I had a bit of a hold-up when my scope stopped working. However, I've always wanted a Fluke Scope-meter - and this was a good excuse! eBay delivered me a 20MHz scopemeter for £205 - which has turned out to be a total bargain - I love it! It couldn't be easier to use.

In the mean time I've been writing the software for the above microcontroller. The application has become quite big (in microcontroller terms) but has been written to be as generic as possible so other people can use it with other hardware.

It uses one ADC converter to measure voltage and another for current - and calibrate these in software to readings taken with a meter - so thereafter it knows what it's doing.

A charge profile is configured in six phases. In each phase you set the desired maximum current and voltage (neither will be exceeded). You then set criteria to allow it to move on to the next phase. These are a voltage, a current and a timeout. If the measured voltage exceeds the voltage or the current drops below - that charge phase ends and the next begins.

There is also an enable setting so you can use between one and six phases in the profile. One of them (number 3) is configured as a pulse charge where it charges for 1 sec then rests for 100ms - but it's use is optional.
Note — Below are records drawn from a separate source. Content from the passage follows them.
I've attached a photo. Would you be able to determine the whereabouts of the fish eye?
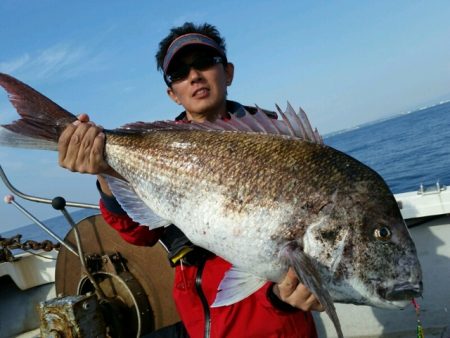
[374,227,392,241]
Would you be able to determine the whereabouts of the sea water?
[2,102,450,240]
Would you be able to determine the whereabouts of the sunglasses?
[164,55,224,86]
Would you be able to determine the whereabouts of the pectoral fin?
[211,267,267,307]
[105,175,172,229]
[280,242,344,338]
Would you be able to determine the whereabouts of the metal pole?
[5,195,79,256]
[0,165,99,210]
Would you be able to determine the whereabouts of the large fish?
[0,74,422,337]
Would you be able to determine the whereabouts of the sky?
[0,0,450,233]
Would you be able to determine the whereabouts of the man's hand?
[58,114,112,174]
[273,268,325,311]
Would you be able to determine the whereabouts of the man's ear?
[167,87,181,104]
[225,62,234,86]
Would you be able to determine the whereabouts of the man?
[59,23,323,337]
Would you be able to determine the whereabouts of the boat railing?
[0,165,99,209]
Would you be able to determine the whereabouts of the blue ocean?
[2,102,450,241]
[324,102,450,193]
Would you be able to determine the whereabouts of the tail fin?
[0,73,77,150]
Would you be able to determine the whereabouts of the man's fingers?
[278,269,299,299]
[89,132,108,171]
[77,113,90,122]
[58,124,77,166]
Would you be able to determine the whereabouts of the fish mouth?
[378,282,423,302]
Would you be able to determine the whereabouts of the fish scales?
[0,74,423,337]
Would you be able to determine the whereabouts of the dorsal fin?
[119,102,323,143]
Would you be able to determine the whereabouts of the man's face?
[167,50,234,121]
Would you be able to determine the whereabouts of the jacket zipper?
[195,260,211,338]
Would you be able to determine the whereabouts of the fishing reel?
[47,199,179,338]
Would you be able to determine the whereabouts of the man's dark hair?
[156,22,226,71]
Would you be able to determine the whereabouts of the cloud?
[0,43,106,81]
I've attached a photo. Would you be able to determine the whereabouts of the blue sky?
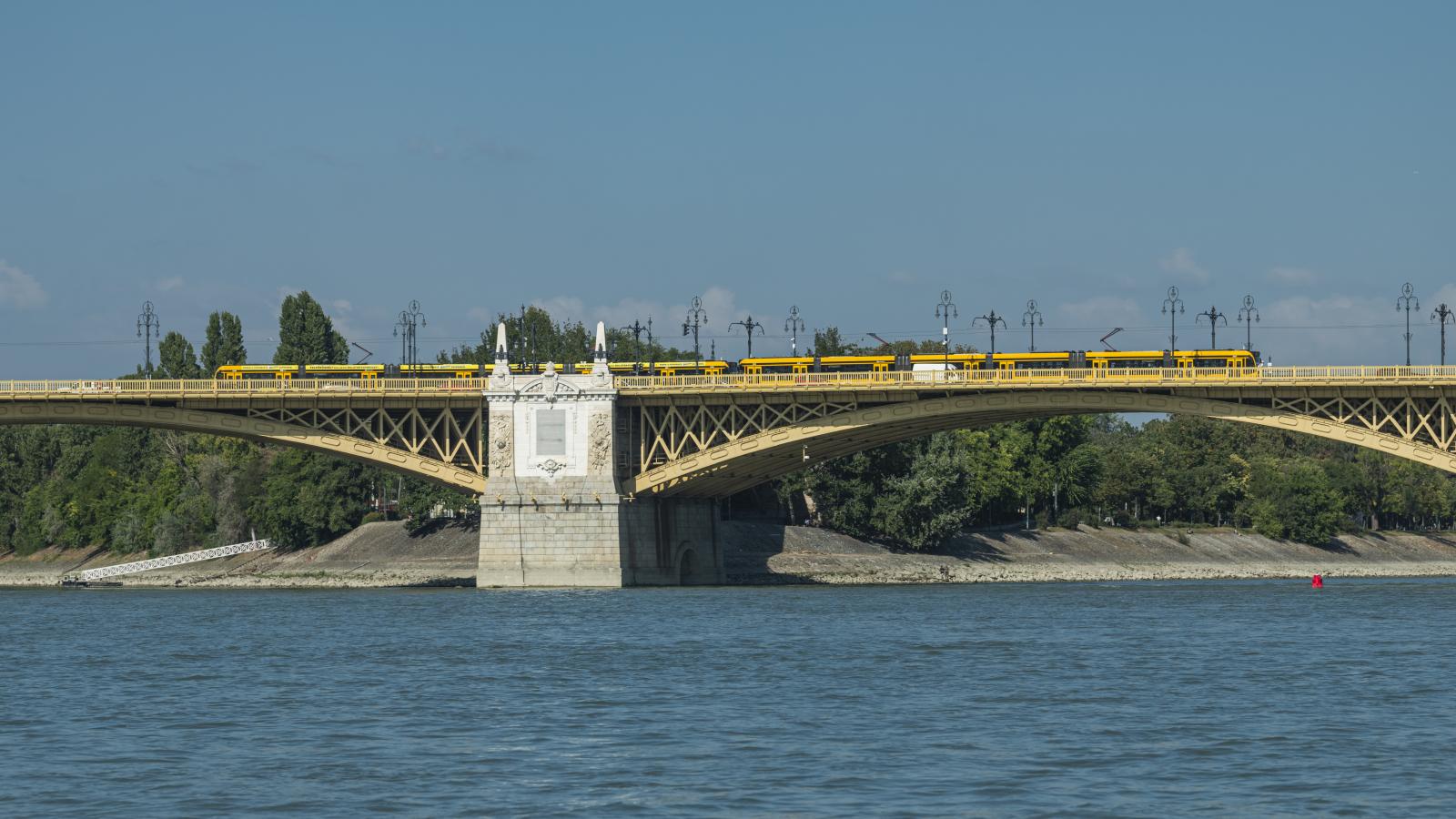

All the settings are blown in to EEPROM so it only needs configuring once.


This evening, for the first time, I connected it all up - and it worked perfectly! I was charging a 12v SLA at 14.7v, 2.5A derived from a 60v peak to peak AC supply (I'm using a Variac (variable ratio transformer) for the AC supply.

I tried a few different PWM frequencies - and it all seems happiest at about 30khz with nothing getting particularly hot, no nasty transient spikes and nice stable readings on the ADC's.

I used an old transformer for the inductor in the battery feed and a pair of 220uF 200v capacitors on the input from the transformer. These will need upgrading for operation on 230v.

If any of you want the assembler (or hex) for the uController - PM me your mail address and it's yours!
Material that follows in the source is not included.